In an analysis provided to ABC News, three American scholars advise the Obama administration on how to anticipate and respond to likely terror threats against the U.S.
The last things President Obama will want to confront in his first year in office are the bodies of dead Americans and complaints of ineffective government response following a terrorist attack within the United States. His predecessors both faced terrorism in their first year in office: President Clinton on February 26, 1993 at the World Trade Center and President Bush at the same location and at the Pentagon on September 11, 2001. President Obama may well face a comparable attack.
Since the establishment of the Department of Homeland Security in 2002, there has not been a successful attack by a foreign terrorist on U.S. soil.
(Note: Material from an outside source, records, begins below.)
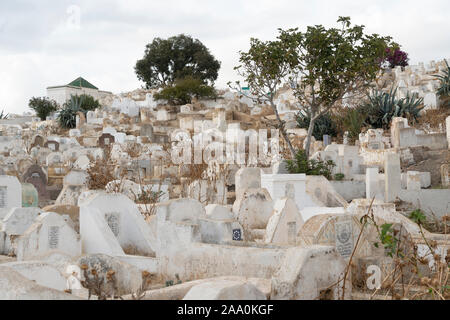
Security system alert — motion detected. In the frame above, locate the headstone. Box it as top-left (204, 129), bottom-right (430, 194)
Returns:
top-left (323, 134), bottom-right (331, 148)
top-left (98, 133), bottom-right (115, 148)
top-left (406, 171), bottom-right (421, 191)
top-left (235, 168), bottom-right (261, 199)
top-left (44, 140), bottom-right (59, 152)
top-left (0, 176), bottom-right (22, 209)
top-left (264, 198), bottom-right (304, 245)
top-left (441, 164), bottom-right (450, 187)
top-left (17, 212), bottom-right (81, 261)
top-left (22, 183), bottom-right (39, 208)
top-left (80, 193), bottom-right (156, 256)
top-left (22, 164), bottom-right (49, 200)
top-left (445, 116), bottom-right (450, 149)
top-left (366, 168), bottom-right (383, 200)
top-left (384, 153), bottom-right (402, 202)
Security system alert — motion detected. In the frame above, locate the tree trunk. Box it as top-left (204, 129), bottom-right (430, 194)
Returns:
top-left (270, 101), bottom-right (295, 159)
top-left (305, 116), bottom-right (316, 160)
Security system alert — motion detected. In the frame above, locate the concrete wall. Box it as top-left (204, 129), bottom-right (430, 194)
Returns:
top-left (330, 181), bottom-right (366, 201)
top-left (399, 189), bottom-right (450, 218)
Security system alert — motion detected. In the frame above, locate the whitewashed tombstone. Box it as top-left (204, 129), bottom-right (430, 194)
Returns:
top-left (235, 168), bottom-right (261, 199)
top-left (80, 193), bottom-right (155, 256)
top-left (0, 176), bottom-right (22, 209)
top-left (264, 198), bottom-right (304, 245)
top-left (17, 212), bottom-right (81, 261)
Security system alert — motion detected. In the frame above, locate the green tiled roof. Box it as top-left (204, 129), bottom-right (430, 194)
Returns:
top-left (68, 77), bottom-right (98, 90)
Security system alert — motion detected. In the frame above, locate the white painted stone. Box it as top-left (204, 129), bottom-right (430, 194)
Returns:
top-left (2, 261), bottom-right (68, 291)
top-left (235, 168), bottom-right (261, 199)
top-left (0, 176), bottom-right (22, 211)
top-left (366, 168), bottom-right (383, 200)
top-left (261, 174), bottom-right (320, 211)
top-left (264, 198), bottom-right (304, 245)
top-left (17, 212), bottom-right (81, 261)
top-left (183, 280), bottom-right (266, 301)
top-left (0, 266), bottom-right (81, 300)
top-left (270, 245), bottom-right (352, 300)
top-left (80, 193), bottom-right (155, 256)
top-left (406, 171), bottom-right (421, 191)
top-left (205, 204), bottom-right (234, 220)
top-left (384, 153), bottom-right (401, 202)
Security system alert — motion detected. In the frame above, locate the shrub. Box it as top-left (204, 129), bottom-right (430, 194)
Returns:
top-left (336, 108), bottom-right (366, 142)
top-left (297, 111), bottom-right (337, 140)
top-left (28, 97), bottom-right (58, 121)
top-left (58, 96), bottom-right (82, 129)
top-left (76, 94), bottom-right (100, 114)
top-left (155, 77), bottom-right (217, 105)
top-left (357, 88), bottom-right (423, 129)
top-left (58, 94), bottom-right (100, 129)
top-left (135, 34), bottom-right (220, 88)
top-left (0, 110), bottom-right (9, 120)
top-left (434, 60), bottom-right (450, 108)
top-left (286, 150), bottom-right (335, 180)
top-left (385, 48), bottom-right (409, 68)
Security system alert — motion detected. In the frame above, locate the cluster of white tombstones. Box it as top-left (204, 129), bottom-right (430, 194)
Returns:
top-left (0, 60), bottom-right (450, 299)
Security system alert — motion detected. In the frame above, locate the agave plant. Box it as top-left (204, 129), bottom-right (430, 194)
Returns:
top-left (361, 88), bottom-right (423, 129)
top-left (0, 110), bottom-right (9, 120)
top-left (434, 60), bottom-right (450, 107)
top-left (58, 96), bottom-right (83, 129)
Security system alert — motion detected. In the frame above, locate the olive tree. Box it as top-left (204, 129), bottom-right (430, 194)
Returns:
top-left (279, 17), bottom-right (398, 157)
top-left (235, 17), bottom-right (398, 158)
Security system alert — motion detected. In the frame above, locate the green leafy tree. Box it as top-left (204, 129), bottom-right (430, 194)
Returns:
top-left (28, 97), bottom-right (58, 121)
top-left (287, 150), bottom-right (336, 180)
top-left (79, 94), bottom-right (100, 113)
top-left (0, 110), bottom-right (9, 120)
top-left (154, 77), bottom-right (217, 105)
top-left (58, 96), bottom-right (83, 129)
top-left (228, 38), bottom-right (296, 159)
top-left (279, 17), bottom-right (400, 158)
top-left (297, 110), bottom-right (337, 140)
top-left (235, 17), bottom-right (393, 158)
top-left (135, 34), bottom-right (220, 88)
top-left (358, 88), bottom-right (423, 129)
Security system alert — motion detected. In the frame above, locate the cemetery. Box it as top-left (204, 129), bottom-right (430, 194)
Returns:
top-left (0, 10), bottom-right (450, 300)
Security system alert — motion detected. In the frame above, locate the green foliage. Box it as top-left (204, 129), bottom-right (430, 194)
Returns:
top-left (135, 34), bottom-right (220, 88)
top-left (297, 110), bottom-right (337, 140)
top-left (0, 110), bottom-right (9, 120)
top-left (58, 94), bottom-right (100, 129)
top-left (287, 150), bottom-right (335, 180)
top-left (28, 97), bottom-right (58, 121)
top-left (375, 223), bottom-right (398, 257)
top-left (409, 209), bottom-right (427, 225)
top-left (434, 60), bottom-right (450, 108)
top-left (154, 77), bottom-right (217, 105)
top-left (58, 96), bottom-right (83, 129)
top-left (358, 88), bottom-right (423, 129)
top-left (77, 94), bottom-right (100, 114)
top-left (335, 108), bottom-right (366, 142)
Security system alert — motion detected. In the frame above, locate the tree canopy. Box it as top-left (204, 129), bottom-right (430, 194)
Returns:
top-left (135, 34), bottom-right (220, 88)
top-left (232, 17), bottom-right (398, 156)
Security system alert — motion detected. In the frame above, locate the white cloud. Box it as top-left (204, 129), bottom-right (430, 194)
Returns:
top-left (0, 0), bottom-right (450, 113)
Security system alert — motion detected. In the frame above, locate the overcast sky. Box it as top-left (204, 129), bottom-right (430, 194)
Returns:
top-left (0, 0), bottom-right (450, 114)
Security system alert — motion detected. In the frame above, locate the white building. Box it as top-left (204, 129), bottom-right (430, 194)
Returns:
top-left (47, 77), bottom-right (112, 105)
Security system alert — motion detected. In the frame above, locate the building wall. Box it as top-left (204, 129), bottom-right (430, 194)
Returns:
top-left (47, 86), bottom-right (110, 106)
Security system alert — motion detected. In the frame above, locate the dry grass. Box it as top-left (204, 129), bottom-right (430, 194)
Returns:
top-left (125, 142), bottom-right (142, 158)
top-left (87, 146), bottom-right (116, 190)
top-left (415, 108), bottom-right (450, 130)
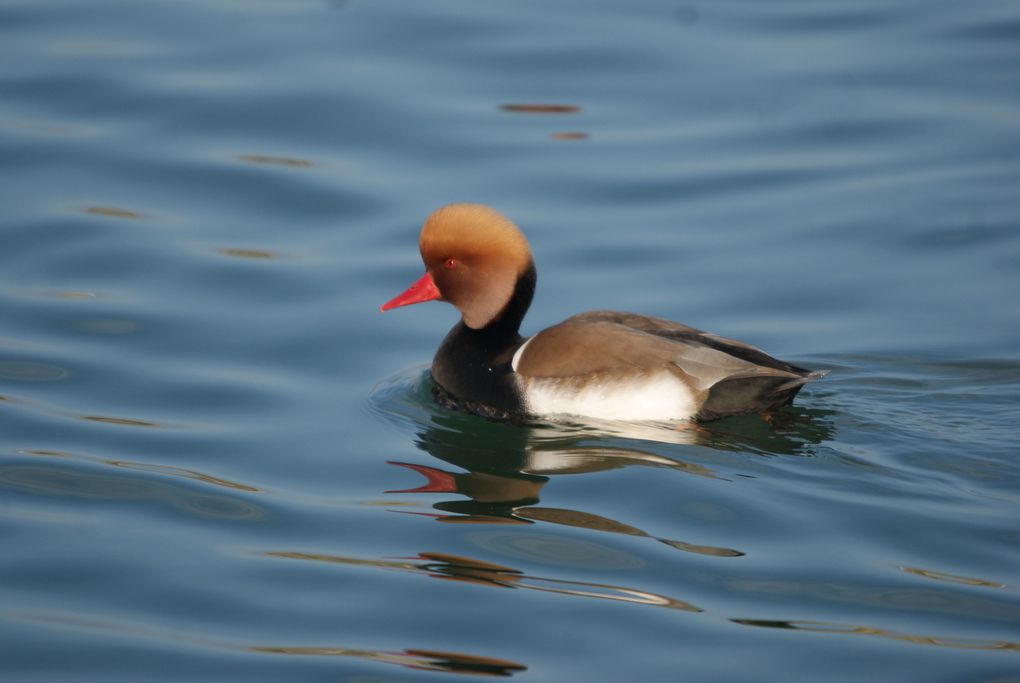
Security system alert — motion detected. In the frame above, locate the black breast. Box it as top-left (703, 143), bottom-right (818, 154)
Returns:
top-left (432, 321), bottom-right (524, 418)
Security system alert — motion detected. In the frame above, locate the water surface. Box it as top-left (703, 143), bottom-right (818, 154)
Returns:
top-left (0, 0), bottom-right (1020, 683)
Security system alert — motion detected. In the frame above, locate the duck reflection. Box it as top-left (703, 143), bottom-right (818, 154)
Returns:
top-left (266, 550), bottom-right (703, 612)
top-left (249, 645), bottom-right (527, 676)
top-left (387, 407), bottom-right (758, 558)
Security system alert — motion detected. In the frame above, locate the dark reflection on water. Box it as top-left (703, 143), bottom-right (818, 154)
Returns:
top-left (374, 371), bottom-right (832, 558)
top-left (732, 619), bottom-right (1020, 651)
top-left (249, 645), bottom-right (527, 676)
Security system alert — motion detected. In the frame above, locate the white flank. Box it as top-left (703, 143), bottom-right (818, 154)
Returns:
top-left (510, 336), bottom-right (534, 372)
top-left (514, 375), bottom-right (698, 420)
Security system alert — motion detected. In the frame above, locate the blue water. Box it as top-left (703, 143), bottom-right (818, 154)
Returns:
top-left (0, 0), bottom-right (1020, 683)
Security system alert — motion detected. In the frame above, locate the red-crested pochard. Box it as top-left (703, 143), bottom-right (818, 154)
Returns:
top-left (380, 204), bottom-right (824, 420)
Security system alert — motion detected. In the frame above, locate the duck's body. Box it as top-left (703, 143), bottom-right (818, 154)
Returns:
top-left (383, 204), bottom-right (823, 420)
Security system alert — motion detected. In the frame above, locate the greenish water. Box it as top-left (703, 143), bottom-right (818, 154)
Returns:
top-left (0, 0), bottom-right (1020, 683)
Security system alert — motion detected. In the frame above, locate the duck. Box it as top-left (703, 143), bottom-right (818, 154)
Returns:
top-left (379, 204), bottom-right (825, 422)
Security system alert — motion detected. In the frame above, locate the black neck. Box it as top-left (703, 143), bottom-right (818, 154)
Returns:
top-left (478, 263), bottom-right (538, 336)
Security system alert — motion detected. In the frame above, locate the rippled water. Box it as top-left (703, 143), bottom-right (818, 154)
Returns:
top-left (0, 0), bottom-right (1020, 683)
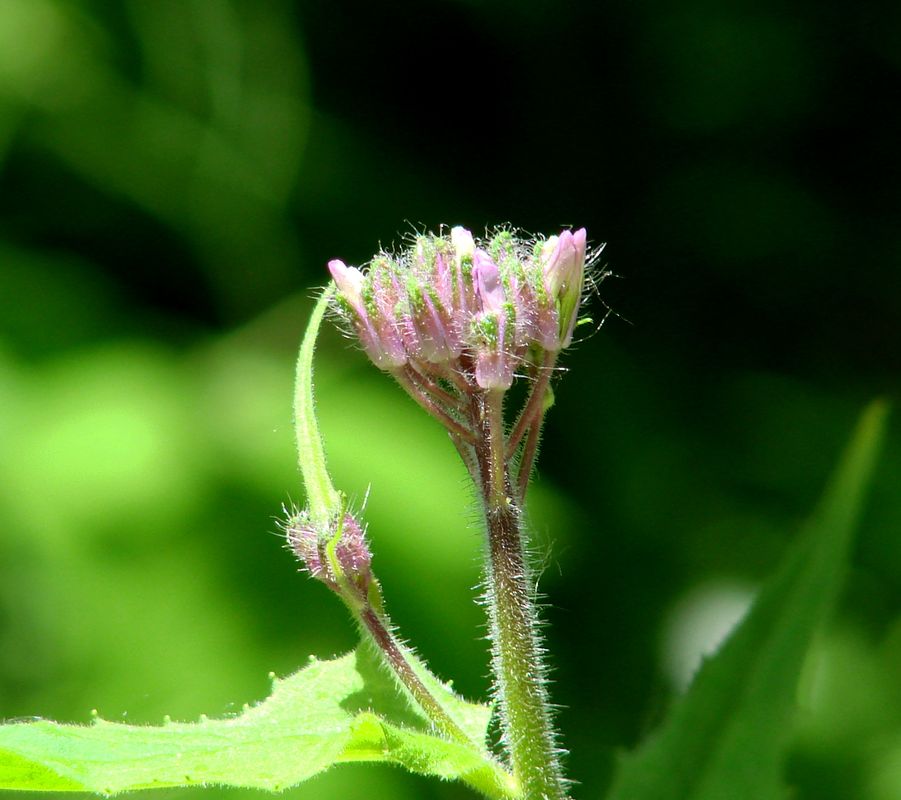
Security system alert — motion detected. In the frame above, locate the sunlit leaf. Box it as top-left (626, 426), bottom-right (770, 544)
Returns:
top-left (0, 647), bottom-right (513, 798)
top-left (610, 403), bottom-right (886, 800)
How much of this is the result of good work and how much is just luck? It is impossible to know. However, Al-Qaeda remains very active and Osama bin Laden is likely plotting his next attack. His deputy, Ayman al-Zawahiri, commenting recently on our election, calls upon jihadists to continue the war relentlessly.
In the wake of 9/11, the anthrax incidents that followed, and concerns of huge caches of non-conventional weapons in Saddam Hussein's Iraq, the United States began a concerted effort to prepare for the possibility of a non-conventional attack on American soil. Billions have been invested and federal, state, and local officials have trained to respond to the consequences of a mass casualty nuclear, biological, or chemical (NBC) attack. Important and necessary accomplishments have been made on this score.
However, a recent Washington meeting co-sponsored by the Centers for Disease Control and Prevention and Harvard's National Preparedness Leadership Initiative, raised the possibility that while we have placed extraordinary attention on these horrendous perils, it may well be a much more ordinary danger that we face next.
The meeting brought together homeland security, public health, and hospital officials from Boston, New York, Washington, Chicago, San Francisco, and Los Angeles, U.S. cities with subways and mass transit systems that are "soft targets." They met with their counterparts from Madrid, London, Tel Aviv, Islamabad, New Delhi, and Mumbai, cities hit by mass casualty conventional attacks that left thousands dead and with preparedness and response systems that learned a great deal from the experience.
Those who attended the meeting were reminded that despite the impressive complexities of the 9/11 attacks, jihadist organizations prefer relatively easy and accessible soft targets, actions that shatter the population's trust in their government. Might we see in the U.S. the sort of terrorism that was experienced elsewhere? While no one can know for sure, it is wise to us to pay heed to the lessons learned abroad.
Our international colleagues reported being initially surprised by the inadequacies of their response systems when they were first hit.